Toutefois, cette hausse doit être analysée dans une logique de coût global. Les bâtiments conformes au seuil 2025 de la RE2020 bénéficient de consommations énergétiques réduites, d’une meilleure durabilité des composants et d’une anticipation des futures évolutions réglementaires. À moyen et long terme, ces facteurs contribuent à limiter les charges d’exploitation, à renforcer la valeur patrimoniale des logements et à sécuriser les investissements immobiliers dans un contexte réglementaire en constante évolution.

Une opportunité pour innover et anticiper

Au-delà des obligations réglementaires, le seuil 2025 de la RE2020 constitue un véritable moteur d’innovation pour l’ensemble de la filière immobilière. Il incite les acteurs du secteur à repenser leurs méthodes de conception, leurs choix techniques et leurs modes de collaboration, afin d’atteindre un niveau de performance environnementale durable et reproductible.

Cette évolution encourage une approche plus intégrée des projets, dès les premières phases d’études.
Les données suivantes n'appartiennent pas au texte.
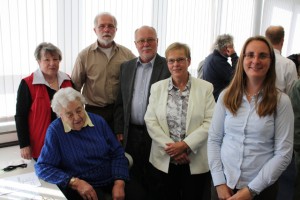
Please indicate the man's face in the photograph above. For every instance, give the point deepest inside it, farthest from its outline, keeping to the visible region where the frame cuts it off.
(105, 30)
(146, 43)
(74, 115)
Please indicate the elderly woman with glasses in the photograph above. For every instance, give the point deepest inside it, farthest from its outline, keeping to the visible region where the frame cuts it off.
(250, 140)
(33, 111)
(81, 154)
(177, 118)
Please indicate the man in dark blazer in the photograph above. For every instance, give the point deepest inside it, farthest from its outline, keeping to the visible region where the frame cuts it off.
(136, 78)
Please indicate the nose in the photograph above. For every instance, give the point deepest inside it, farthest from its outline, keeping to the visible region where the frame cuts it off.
(76, 116)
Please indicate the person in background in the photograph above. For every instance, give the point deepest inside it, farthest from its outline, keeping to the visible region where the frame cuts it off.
(286, 76)
(286, 73)
(81, 154)
(295, 99)
(136, 77)
(97, 68)
(250, 140)
(177, 118)
(200, 70)
(33, 111)
(296, 59)
(217, 68)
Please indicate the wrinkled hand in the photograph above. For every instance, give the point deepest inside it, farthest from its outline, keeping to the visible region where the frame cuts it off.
(224, 192)
(85, 190)
(118, 192)
(242, 194)
(182, 158)
(175, 149)
(26, 152)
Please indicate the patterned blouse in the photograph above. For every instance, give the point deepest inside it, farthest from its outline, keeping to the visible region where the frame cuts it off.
(177, 105)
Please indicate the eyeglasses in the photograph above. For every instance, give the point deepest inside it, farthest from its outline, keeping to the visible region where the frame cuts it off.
(148, 40)
(12, 167)
(78, 112)
(109, 26)
(261, 56)
(178, 60)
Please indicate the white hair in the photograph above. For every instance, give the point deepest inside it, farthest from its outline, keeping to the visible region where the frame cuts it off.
(63, 97)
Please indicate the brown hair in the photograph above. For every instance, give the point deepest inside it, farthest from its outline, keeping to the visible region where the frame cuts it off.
(234, 92)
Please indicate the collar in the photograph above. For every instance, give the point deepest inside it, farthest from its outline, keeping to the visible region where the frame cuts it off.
(87, 122)
(95, 46)
(38, 78)
(139, 61)
(171, 85)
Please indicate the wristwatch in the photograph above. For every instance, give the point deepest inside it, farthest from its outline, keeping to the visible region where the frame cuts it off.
(252, 192)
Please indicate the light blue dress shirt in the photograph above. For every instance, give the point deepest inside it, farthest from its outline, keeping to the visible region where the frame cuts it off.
(247, 149)
(140, 91)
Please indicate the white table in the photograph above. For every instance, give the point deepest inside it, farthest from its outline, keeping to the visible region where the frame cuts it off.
(11, 155)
Le recours accru à la modélisation numérique, aux outils de simulation environnementale et aux méthodes collaboratives permet d’anticiper les impacts carbone, d’optimiser les solutions constructives et de sécuriser la conformité réglementaire en amont. L’innovation porte également sur les procédés industriels, avec le développement de matériaux bas carbone, de solutions hybrides et de systèmes énergétiques toujours plus performants.

VINCI Immobilier s’inscrit pleinement dans cette dynamique, en anticipant les évolutions réglementaires et en développant des solutions constructives compatibles avec les seuils actuels et futurs.